Burroughs wrote the book in order to deal with demons haunting him since killing his wife. Do you think he's resolved them?

No. I'm sure he hasn't. He's still writing. Writing is a way out of, what I believe, is mortality. You're trying to write your way out of your own mortality, knowing all the while that you can't do it. But that I think is one of the processes of the creative mind.

And when you do your films?

The same, exactly the same function. And it starts with me, normally, with writing also.

Did you have any doubts about casting Peter Weller in the role of Burroughs?

Not after I met him. I always thought he was an underrated actor, who was only known for Robocop. But he's a very serious actor. He wanted to do it because he understood it. I realized he was very studious, very professional.

Rumor has it you had to chase after Judy Davis?

I had to chase after her because it's a very strong movie, and strange, unusual and bizarre. And she said later that it was the most erotic script she ever read and it was also one of the most bizarre and disturbing. She got very mad at it, but then the fact that it scared her, intrigued her. And like most serious actors, she got very interested.

You had to cancel shooting in Tangier because of the Gulf War. Were you disappointed?

For one day. Only for one day. When I looked at the script again, it became immediately apparent that we really were seduced by the reality of Tangier, that we were there with Burroughs and that Burroughs had been there to write, but the script has nothing to do with that. Even in the very first draft of the script, it was obvious that Interzone was meant to be a state of mind, and that's where its significance was. He really never left New York, he probably never left his apartment, this was an interior voyage. And to have actually gone to the real other city, but also have it be partly a state of mind, would have just confused things. It was really, in a bizarre way, a stroke of luck.

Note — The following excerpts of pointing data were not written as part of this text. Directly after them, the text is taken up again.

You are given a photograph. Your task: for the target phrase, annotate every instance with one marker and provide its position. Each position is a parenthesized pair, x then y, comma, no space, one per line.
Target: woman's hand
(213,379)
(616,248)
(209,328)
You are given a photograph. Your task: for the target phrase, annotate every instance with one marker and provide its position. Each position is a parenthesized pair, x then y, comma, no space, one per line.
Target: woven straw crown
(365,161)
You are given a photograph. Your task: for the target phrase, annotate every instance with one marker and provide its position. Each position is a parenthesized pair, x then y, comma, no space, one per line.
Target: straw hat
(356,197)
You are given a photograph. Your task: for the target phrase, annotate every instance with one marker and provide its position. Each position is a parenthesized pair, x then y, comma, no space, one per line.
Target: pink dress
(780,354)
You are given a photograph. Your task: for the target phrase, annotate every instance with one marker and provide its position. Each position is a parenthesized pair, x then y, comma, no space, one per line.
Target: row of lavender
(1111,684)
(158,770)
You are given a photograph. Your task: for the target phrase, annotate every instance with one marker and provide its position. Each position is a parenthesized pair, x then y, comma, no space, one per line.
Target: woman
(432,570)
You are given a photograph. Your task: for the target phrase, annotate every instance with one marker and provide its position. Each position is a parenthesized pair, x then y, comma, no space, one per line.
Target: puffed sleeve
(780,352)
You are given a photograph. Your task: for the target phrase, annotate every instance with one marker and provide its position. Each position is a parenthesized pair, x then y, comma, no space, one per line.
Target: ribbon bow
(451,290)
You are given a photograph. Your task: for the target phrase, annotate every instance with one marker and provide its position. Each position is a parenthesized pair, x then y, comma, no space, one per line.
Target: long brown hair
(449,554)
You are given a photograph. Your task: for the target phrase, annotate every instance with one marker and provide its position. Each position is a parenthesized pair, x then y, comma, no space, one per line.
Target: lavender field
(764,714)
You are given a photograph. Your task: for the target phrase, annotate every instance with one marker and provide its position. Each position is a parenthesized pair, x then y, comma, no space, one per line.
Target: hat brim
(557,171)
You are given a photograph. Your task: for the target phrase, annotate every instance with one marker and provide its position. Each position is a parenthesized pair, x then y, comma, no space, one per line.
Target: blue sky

Does one have to be familiar with Burroughs do understand the film?

They don't have to be. In fact, in a way, it's almost better if you don't know anything about Burroughs the first time you see the film, because people come with such expectations. I know that there were critics who just read Naked Lunch the night before they came to see the movie, and they spent the first screening saying why did they do that, etc. So they're really not just seeing the movie until they see the second screening. So someone who walks in cold off the street, and maybe doesn't even know my work or Burroughs', would get the purest screening of the film itself.

With your retrospective in New York this month, and Jeremy Irons crediting you at the Oscars, do you think your time beyond the horror genre has come?

I think it's been happening for a long time. When people don't know what to do with you, they categorize you. The Baron of Blood title was fun, but it's not relevant any more. I always had some support beyond the horror film genre. But I'll still be the scariest guy in town.